July 1 (Bloomberg) -- Schmolz & Bickenbach AG declined after Russian billionaire Viktor Vekselberg’s Renova Group said it will make a public takeover offer for the Swiss maker of high-grade steel products at 2.85 francs per share.
The stock fell 2.1 percent to 2.84 francs by 12:17 p.m. in Zurich. That gave Emmenbruecke, Switzerland-based Schmolz a market value of about 336 million francs ($355 million).
On June 28, Renova said it had become Schmolz’s biggest shareholder after buying 24 million shares from the founding family’s company Schmolz & Bickenbach GmbH & Co. KG for 2.40 francs per share. Renova, which now owns a 20.46 percent of Schmolz, said it’ll act as a shareholder group with the family, holding a combined 40.46 percent stake, and triggering a mandatory offer to other shareholders at 2.85 francs per share. Renova is happy with the shares it holds now, spokesman Rolf Schatzmann told Neue Zuercher Zeitung am Sonntag.
“Renova has apparently no intention of taking Schmolz & Bickenbach private nor achieving a majority stake,” Patrick Rafaisz, an analyst at Bank Vontobel in Zurich, said in a note to customers. “The potential minimum takeover price by Renova will not be a trigger to the share price.”
Schmolz’s board of directors said today that it was surprised the founding family sold its shares “at a much lower price to Renova than the price offered by potential anchor shareholder Artemis,” owned by Swiss industrialist Michael Pieper.
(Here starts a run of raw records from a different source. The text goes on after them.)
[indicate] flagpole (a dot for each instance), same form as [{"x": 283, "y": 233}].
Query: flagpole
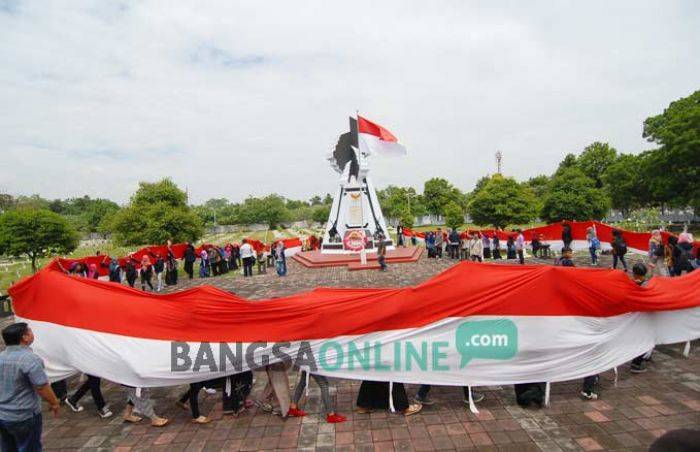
[{"x": 359, "y": 151}]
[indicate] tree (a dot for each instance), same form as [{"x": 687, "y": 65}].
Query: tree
[
  {"x": 624, "y": 183},
  {"x": 164, "y": 191},
  {"x": 157, "y": 212},
  {"x": 407, "y": 218},
  {"x": 568, "y": 162},
  {"x": 270, "y": 210},
  {"x": 573, "y": 196},
  {"x": 595, "y": 159},
  {"x": 674, "y": 169},
  {"x": 35, "y": 233},
  {"x": 397, "y": 201},
  {"x": 538, "y": 185},
  {"x": 321, "y": 213},
  {"x": 7, "y": 202},
  {"x": 437, "y": 193},
  {"x": 502, "y": 201},
  {"x": 454, "y": 215}
]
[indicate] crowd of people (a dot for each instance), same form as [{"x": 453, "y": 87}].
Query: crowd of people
[
  {"x": 25, "y": 382},
  {"x": 162, "y": 270},
  {"x": 670, "y": 257}
]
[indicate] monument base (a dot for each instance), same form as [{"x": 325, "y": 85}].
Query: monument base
[{"x": 317, "y": 259}]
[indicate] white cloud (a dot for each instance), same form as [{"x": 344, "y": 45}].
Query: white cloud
[{"x": 234, "y": 98}]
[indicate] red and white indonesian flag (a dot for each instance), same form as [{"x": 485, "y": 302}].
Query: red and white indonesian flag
[
  {"x": 377, "y": 140},
  {"x": 474, "y": 324}
]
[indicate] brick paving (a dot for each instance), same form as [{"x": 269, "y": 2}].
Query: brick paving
[{"x": 626, "y": 417}]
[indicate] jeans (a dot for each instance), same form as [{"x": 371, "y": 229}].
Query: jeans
[
  {"x": 146, "y": 279},
  {"x": 189, "y": 269},
  {"x": 425, "y": 389},
  {"x": 594, "y": 256},
  {"x": 281, "y": 267},
  {"x": 60, "y": 388},
  {"x": 322, "y": 383},
  {"x": 621, "y": 258},
  {"x": 589, "y": 383},
  {"x": 248, "y": 266},
  {"x": 241, "y": 385},
  {"x": 141, "y": 402},
  {"x": 93, "y": 385},
  {"x": 21, "y": 436}
]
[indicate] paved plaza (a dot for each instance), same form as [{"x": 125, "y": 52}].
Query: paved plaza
[{"x": 629, "y": 415}]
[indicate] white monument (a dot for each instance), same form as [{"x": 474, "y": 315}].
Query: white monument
[{"x": 355, "y": 222}]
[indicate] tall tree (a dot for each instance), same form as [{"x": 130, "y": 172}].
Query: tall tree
[
  {"x": 35, "y": 233},
  {"x": 573, "y": 196},
  {"x": 437, "y": 193},
  {"x": 502, "y": 201},
  {"x": 624, "y": 184},
  {"x": 595, "y": 159},
  {"x": 568, "y": 162},
  {"x": 674, "y": 169},
  {"x": 454, "y": 215},
  {"x": 157, "y": 212}
]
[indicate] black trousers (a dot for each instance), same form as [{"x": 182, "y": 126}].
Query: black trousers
[
  {"x": 189, "y": 269},
  {"x": 60, "y": 388},
  {"x": 241, "y": 385},
  {"x": 248, "y": 263},
  {"x": 375, "y": 394},
  {"x": 93, "y": 385}
]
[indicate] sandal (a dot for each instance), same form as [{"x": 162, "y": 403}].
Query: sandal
[
  {"x": 413, "y": 409},
  {"x": 201, "y": 420}
]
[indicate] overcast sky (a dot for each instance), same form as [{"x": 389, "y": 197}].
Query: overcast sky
[{"x": 235, "y": 98}]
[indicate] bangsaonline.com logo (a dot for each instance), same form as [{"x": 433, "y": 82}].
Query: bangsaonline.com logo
[{"x": 480, "y": 339}]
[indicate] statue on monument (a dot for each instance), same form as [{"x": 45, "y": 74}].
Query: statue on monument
[{"x": 356, "y": 221}]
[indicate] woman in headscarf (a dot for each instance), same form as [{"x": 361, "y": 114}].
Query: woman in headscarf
[
  {"x": 131, "y": 272},
  {"x": 203, "y": 264},
  {"x": 280, "y": 259},
  {"x": 146, "y": 272},
  {"x": 496, "y": 246},
  {"x": 486, "y": 242},
  {"x": 92, "y": 272},
  {"x": 374, "y": 395},
  {"x": 656, "y": 254},
  {"x": 593, "y": 244},
  {"x": 190, "y": 258}
]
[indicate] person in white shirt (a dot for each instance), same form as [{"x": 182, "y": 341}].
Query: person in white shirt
[
  {"x": 248, "y": 258},
  {"x": 476, "y": 248},
  {"x": 520, "y": 247}
]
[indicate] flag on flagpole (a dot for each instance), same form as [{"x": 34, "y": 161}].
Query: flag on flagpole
[{"x": 377, "y": 140}]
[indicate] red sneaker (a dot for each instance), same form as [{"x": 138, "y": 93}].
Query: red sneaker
[
  {"x": 335, "y": 418},
  {"x": 296, "y": 412}
]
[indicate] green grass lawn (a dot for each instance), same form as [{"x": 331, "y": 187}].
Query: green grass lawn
[{"x": 12, "y": 270}]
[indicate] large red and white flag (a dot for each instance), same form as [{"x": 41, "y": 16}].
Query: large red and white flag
[
  {"x": 376, "y": 139},
  {"x": 458, "y": 328}
]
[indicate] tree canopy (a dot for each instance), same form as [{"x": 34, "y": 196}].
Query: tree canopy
[
  {"x": 35, "y": 233},
  {"x": 573, "y": 196},
  {"x": 595, "y": 159},
  {"x": 157, "y": 212},
  {"x": 437, "y": 193},
  {"x": 502, "y": 201},
  {"x": 673, "y": 170}
]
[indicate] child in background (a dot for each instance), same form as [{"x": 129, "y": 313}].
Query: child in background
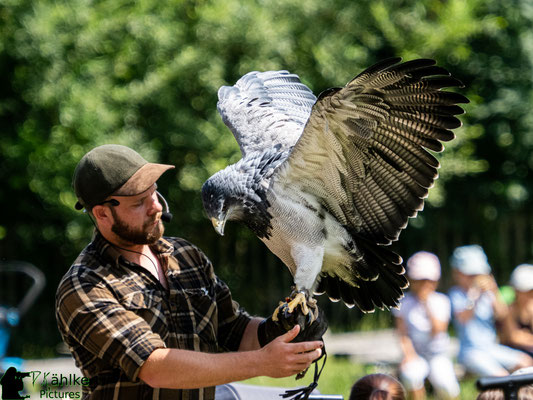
[
  {"x": 377, "y": 387},
  {"x": 422, "y": 323},
  {"x": 519, "y": 332},
  {"x": 476, "y": 306}
]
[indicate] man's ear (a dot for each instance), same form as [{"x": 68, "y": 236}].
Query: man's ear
[{"x": 102, "y": 214}]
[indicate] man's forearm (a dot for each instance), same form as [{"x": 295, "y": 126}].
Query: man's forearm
[
  {"x": 249, "y": 339},
  {"x": 186, "y": 369}
]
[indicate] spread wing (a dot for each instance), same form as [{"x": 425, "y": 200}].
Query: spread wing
[
  {"x": 363, "y": 150},
  {"x": 264, "y": 109}
]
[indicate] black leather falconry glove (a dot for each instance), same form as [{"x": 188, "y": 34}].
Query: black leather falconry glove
[{"x": 269, "y": 329}]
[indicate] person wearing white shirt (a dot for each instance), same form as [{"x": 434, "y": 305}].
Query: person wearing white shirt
[{"x": 422, "y": 323}]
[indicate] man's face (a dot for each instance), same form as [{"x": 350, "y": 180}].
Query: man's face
[{"x": 137, "y": 219}]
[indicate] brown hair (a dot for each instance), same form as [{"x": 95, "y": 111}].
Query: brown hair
[{"x": 377, "y": 387}]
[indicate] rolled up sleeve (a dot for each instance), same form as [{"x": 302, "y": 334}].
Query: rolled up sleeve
[{"x": 90, "y": 316}]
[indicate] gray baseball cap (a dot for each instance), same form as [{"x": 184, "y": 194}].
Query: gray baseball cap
[{"x": 113, "y": 169}]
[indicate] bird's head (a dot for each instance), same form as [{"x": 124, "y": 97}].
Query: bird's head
[{"x": 222, "y": 202}]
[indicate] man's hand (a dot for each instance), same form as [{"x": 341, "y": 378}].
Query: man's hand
[
  {"x": 268, "y": 329},
  {"x": 281, "y": 358}
]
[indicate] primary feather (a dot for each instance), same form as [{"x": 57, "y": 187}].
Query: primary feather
[{"x": 328, "y": 183}]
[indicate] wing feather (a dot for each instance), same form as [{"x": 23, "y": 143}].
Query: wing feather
[
  {"x": 363, "y": 150},
  {"x": 264, "y": 109}
]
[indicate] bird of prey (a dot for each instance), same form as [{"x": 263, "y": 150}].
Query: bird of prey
[{"x": 327, "y": 183}]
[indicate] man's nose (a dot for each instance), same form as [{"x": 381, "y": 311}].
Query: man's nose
[{"x": 156, "y": 206}]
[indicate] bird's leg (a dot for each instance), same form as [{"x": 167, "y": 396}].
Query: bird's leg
[{"x": 298, "y": 298}]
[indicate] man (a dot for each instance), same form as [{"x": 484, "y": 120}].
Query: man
[
  {"x": 422, "y": 323},
  {"x": 477, "y": 307},
  {"x": 146, "y": 316}
]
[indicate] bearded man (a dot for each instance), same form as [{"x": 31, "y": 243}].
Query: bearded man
[{"x": 145, "y": 316}]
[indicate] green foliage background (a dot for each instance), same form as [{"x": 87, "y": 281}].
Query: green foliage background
[{"x": 80, "y": 73}]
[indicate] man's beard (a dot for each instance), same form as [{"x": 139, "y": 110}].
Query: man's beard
[{"x": 149, "y": 234}]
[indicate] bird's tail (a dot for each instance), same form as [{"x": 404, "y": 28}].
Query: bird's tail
[{"x": 378, "y": 279}]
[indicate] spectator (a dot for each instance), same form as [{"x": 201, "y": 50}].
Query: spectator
[
  {"x": 520, "y": 324},
  {"x": 476, "y": 306},
  {"x": 377, "y": 387},
  {"x": 422, "y": 323}
]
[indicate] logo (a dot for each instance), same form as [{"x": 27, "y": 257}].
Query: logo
[
  {"x": 47, "y": 384},
  {"x": 12, "y": 384}
]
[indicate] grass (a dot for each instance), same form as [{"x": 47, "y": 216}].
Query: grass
[{"x": 338, "y": 376}]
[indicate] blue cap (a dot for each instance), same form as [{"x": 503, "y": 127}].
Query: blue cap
[{"x": 470, "y": 260}]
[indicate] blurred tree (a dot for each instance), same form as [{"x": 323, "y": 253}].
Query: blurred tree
[{"x": 76, "y": 74}]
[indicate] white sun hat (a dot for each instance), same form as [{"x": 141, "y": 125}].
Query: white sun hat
[
  {"x": 470, "y": 260},
  {"x": 423, "y": 265}
]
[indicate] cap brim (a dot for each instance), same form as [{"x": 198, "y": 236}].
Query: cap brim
[{"x": 141, "y": 180}]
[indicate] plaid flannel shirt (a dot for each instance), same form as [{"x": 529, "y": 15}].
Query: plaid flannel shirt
[{"x": 113, "y": 313}]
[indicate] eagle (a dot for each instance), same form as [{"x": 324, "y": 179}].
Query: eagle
[{"x": 328, "y": 183}]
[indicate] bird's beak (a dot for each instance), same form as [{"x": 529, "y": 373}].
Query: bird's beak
[{"x": 218, "y": 225}]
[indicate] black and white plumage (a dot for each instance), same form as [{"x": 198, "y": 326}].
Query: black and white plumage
[{"x": 328, "y": 183}]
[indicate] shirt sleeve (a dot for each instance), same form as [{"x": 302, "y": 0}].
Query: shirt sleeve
[
  {"x": 232, "y": 318},
  {"x": 89, "y": 315}
]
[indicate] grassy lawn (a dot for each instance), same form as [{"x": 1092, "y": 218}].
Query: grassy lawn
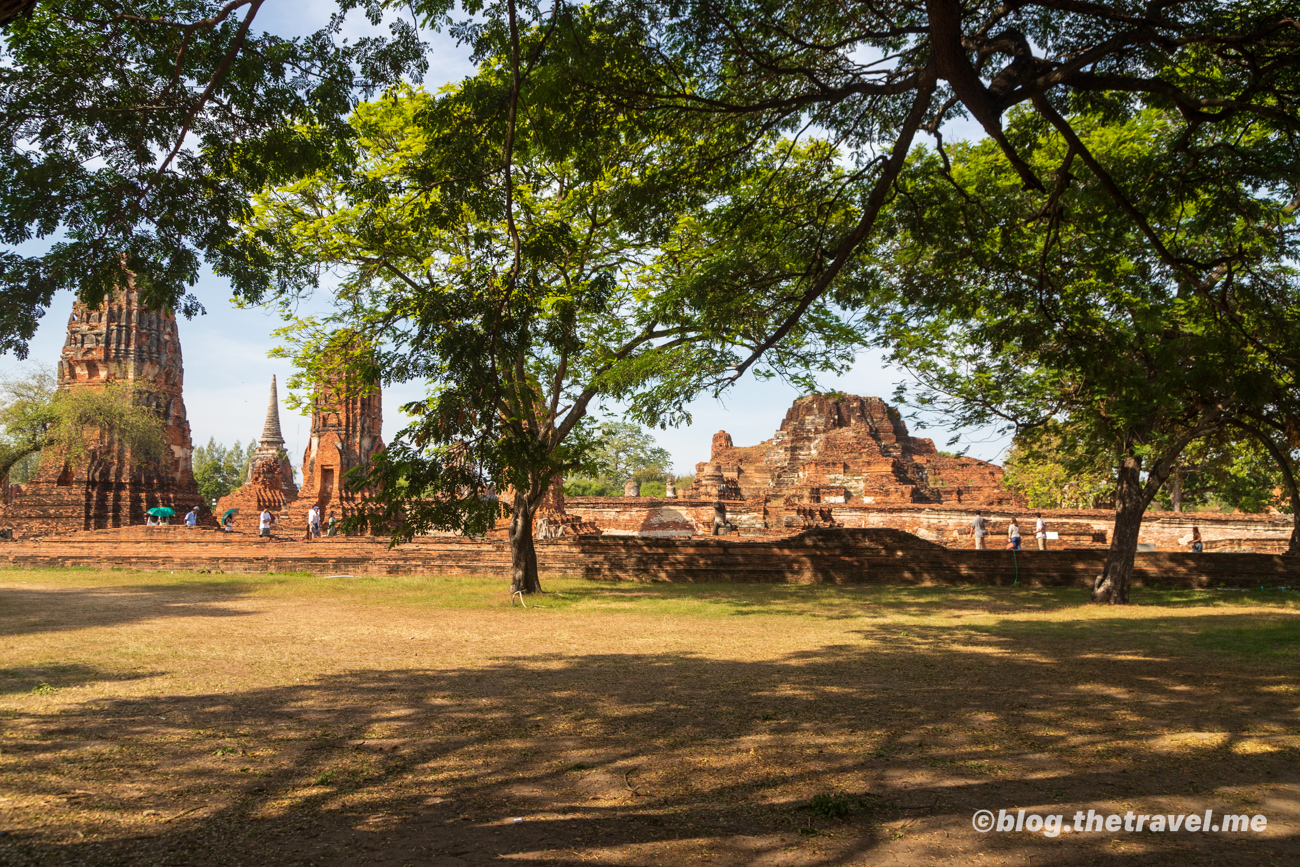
[{"x": 217, "y": 719}]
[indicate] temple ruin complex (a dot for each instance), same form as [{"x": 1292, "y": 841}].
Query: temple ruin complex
[
  {"x": 846, "y": 449},
  {"x": 345, "y": 436},
  {"x": 269, "y": 484},
  {"x": 124, "y": 341}
]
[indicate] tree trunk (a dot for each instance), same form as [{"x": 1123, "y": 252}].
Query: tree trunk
[
  {"x": 523, "y": 554},
  {"x": 1112, "y": 585}
]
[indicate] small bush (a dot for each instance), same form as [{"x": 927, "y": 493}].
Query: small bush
[{"x": 833, "y": 805}]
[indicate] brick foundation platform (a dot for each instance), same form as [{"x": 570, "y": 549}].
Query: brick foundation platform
[{"x": 815, "y": 556}]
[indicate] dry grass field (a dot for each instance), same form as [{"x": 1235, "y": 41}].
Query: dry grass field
[{"x": 211, "y": 719}]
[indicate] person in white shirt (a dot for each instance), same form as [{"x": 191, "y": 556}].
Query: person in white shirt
[{"x": 979, "y": 527}]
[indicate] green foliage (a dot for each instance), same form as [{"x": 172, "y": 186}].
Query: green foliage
[
  {"x": 219, "y": 469},
  {"x": 1019, "y": 308},
  {"x": 1053, "y": 469},
  {"x": 583, "y": 486},
  {"x": 1225, "y": 472},
  {"x": 523, "y": 295},
  {"x": 654, "y": 488},
  {"x": 624, "y": 451},
  {"x": 134, "y": 133},
  {"x": 37, "y": 416}
]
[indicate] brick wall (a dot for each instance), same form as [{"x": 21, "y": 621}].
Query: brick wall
[
  {"x": 940, "y": 524},
  {"x": 824, "y": 555}
]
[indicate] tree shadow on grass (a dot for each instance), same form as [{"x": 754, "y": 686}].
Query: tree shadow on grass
[
  {"x": 29, "y": 611},
  {"x": 828, "y": 601},
  {"x": 645, "y": 758},
  {"x": 47, "y": 679}
]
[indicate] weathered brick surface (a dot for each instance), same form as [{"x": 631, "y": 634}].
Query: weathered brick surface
[
  {"x": 822, "y": 555},
  {"x": 271, "y": 480},
  {"x": 843, "y": 450},
  {"x": 345, "y": 436},
  {"x": 121, "y": 342},
  {"x": 940, "y": 524}
]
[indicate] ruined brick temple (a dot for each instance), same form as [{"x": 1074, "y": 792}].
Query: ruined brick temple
[
  {"x": 346, "y": 425},
  {"x": 269, "y": 484},
  {"x": 120, "y": 342},
  {"x": 846, "y": 449}
]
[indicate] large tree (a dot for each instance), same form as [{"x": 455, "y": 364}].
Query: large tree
[
  {"x": 1038, "y": 308},
  {"x": 135, "y": 131},
  {"x": 528, "y": 258},
  {"x": 876, "y": 76}
]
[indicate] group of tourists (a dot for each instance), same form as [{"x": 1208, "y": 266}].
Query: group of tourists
[
  {"x": 1013, "y": 533},
  {"x": 315, "y": 525}
]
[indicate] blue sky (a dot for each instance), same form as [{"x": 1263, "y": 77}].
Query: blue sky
[{"x": 228, "y": 371}]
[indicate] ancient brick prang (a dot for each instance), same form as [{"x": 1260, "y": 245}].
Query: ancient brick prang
[
  {"x": 346, "y": 425},
  {"x": 845, "y": 449},
  {"x": 120, "y": 342},
  {"x": 271, "y": 477}
]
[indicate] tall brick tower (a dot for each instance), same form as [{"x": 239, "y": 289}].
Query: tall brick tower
[
  {"x": 120, "y": 342},
  {"x": 345, "y": 436},
  {"x": 269, "y": 484}
]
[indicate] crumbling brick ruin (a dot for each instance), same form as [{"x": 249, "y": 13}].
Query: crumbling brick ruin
[
  {"x": 269, "y": 484},
  {"x": 346, "y": 424},
  {"x": 845, "y": 449},
  {"x": 121, "y": 342}
]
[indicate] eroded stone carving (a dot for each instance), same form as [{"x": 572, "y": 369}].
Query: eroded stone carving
[
  {"x": 124, "y": 341},
  {"x": 845, "y": 449}
]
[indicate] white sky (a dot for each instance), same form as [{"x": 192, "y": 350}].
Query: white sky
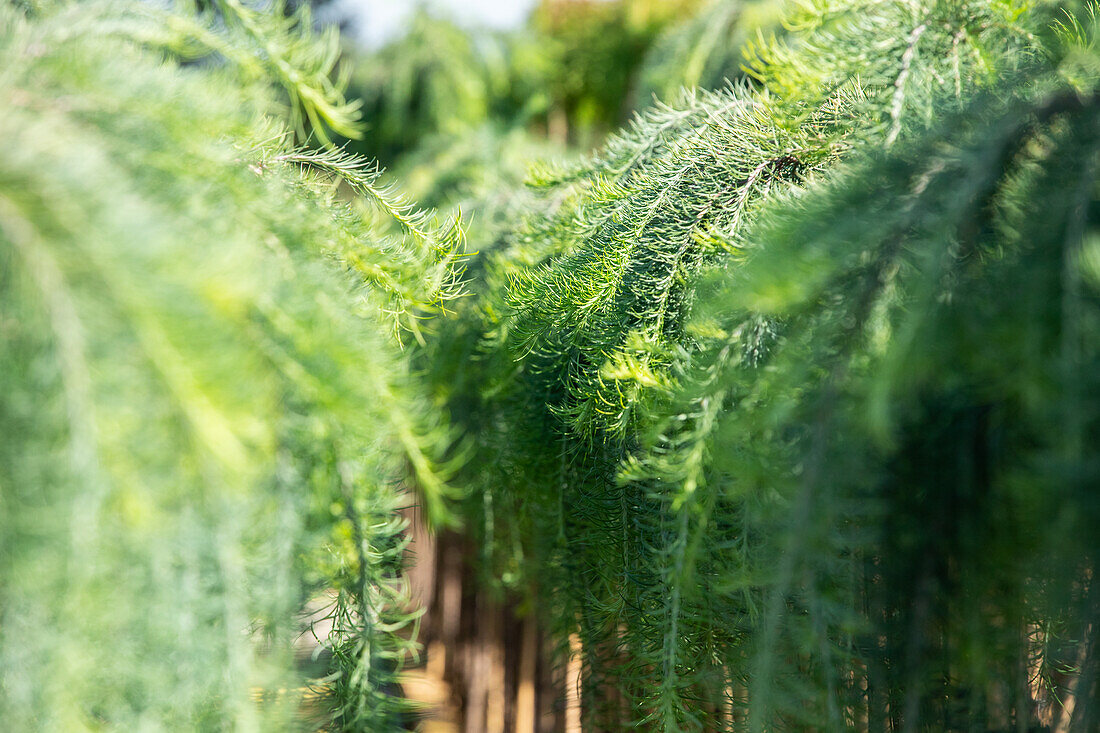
[{"x": 375, "y": 21}]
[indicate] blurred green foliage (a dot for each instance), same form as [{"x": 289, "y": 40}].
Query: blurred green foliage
[{"x": 206, "y": 409}]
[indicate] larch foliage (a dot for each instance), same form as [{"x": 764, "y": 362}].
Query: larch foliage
[
  {"x": 206, "y": 409},
  {"x": 766, "y": 436}
]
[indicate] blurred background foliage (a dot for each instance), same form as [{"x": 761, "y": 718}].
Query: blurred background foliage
[{"x": 710, "y": 357}]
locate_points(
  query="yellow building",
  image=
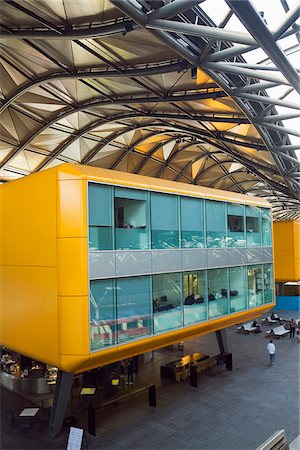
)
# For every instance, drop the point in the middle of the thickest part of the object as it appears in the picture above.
(287, 250)
(99, 265)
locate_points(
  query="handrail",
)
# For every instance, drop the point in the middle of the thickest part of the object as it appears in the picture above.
(275, 442)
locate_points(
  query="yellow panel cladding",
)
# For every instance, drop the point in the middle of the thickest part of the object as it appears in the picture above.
(67, 171)
(286, 250)
(73, 319)
(297, 248)
(44, 273)
(71, 208)
(29, 322)
(77, 363)
(28, 211)
(28, 300)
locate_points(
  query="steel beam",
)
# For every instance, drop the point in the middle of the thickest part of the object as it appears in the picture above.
(200, 31)
(265, 99)
(290, 18)
(233, 68)
(238, 50)
(257, 28)
(90, 74)
(172, 9)
(66, 34)
(254, 87)
(279, 128)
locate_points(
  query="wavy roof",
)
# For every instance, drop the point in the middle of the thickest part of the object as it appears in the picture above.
(202, 92)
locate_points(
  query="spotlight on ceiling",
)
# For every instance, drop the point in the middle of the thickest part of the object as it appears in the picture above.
(194, 73)
(183, 66)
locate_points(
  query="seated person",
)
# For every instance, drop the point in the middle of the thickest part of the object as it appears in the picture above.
(275, 317)
(190, 300)
(256, 325)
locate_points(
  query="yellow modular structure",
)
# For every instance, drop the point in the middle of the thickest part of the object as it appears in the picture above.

It also said it would fight a ruling by the Commercial Register to block a 330 million-franc share sale decided by the June 28 annual general meeting.
Renova said it will ask for an extraordinary shareholder meeting to change the composition of the board. Chairman Hans-Peter Zehnder told Schweiz am Sonntag in a story published yesterday that he won’t continue on a board dominated by Renova.
Vekselberg’s company and the founding family will “most likely” go ahead with their plan for a 350 million-franc capital increase at the next shareholder meeting, said Vontobel’s Rafaisz. “We still believe that the board’s proposals are sufficient to recapitalize the company, but the final outcome is still highly uncertain given the recent development.”
Rafaisz, who has a hold rating on the stock, recommends “investors to remain on the sidelines until the dispute has been resolved,” according to the note.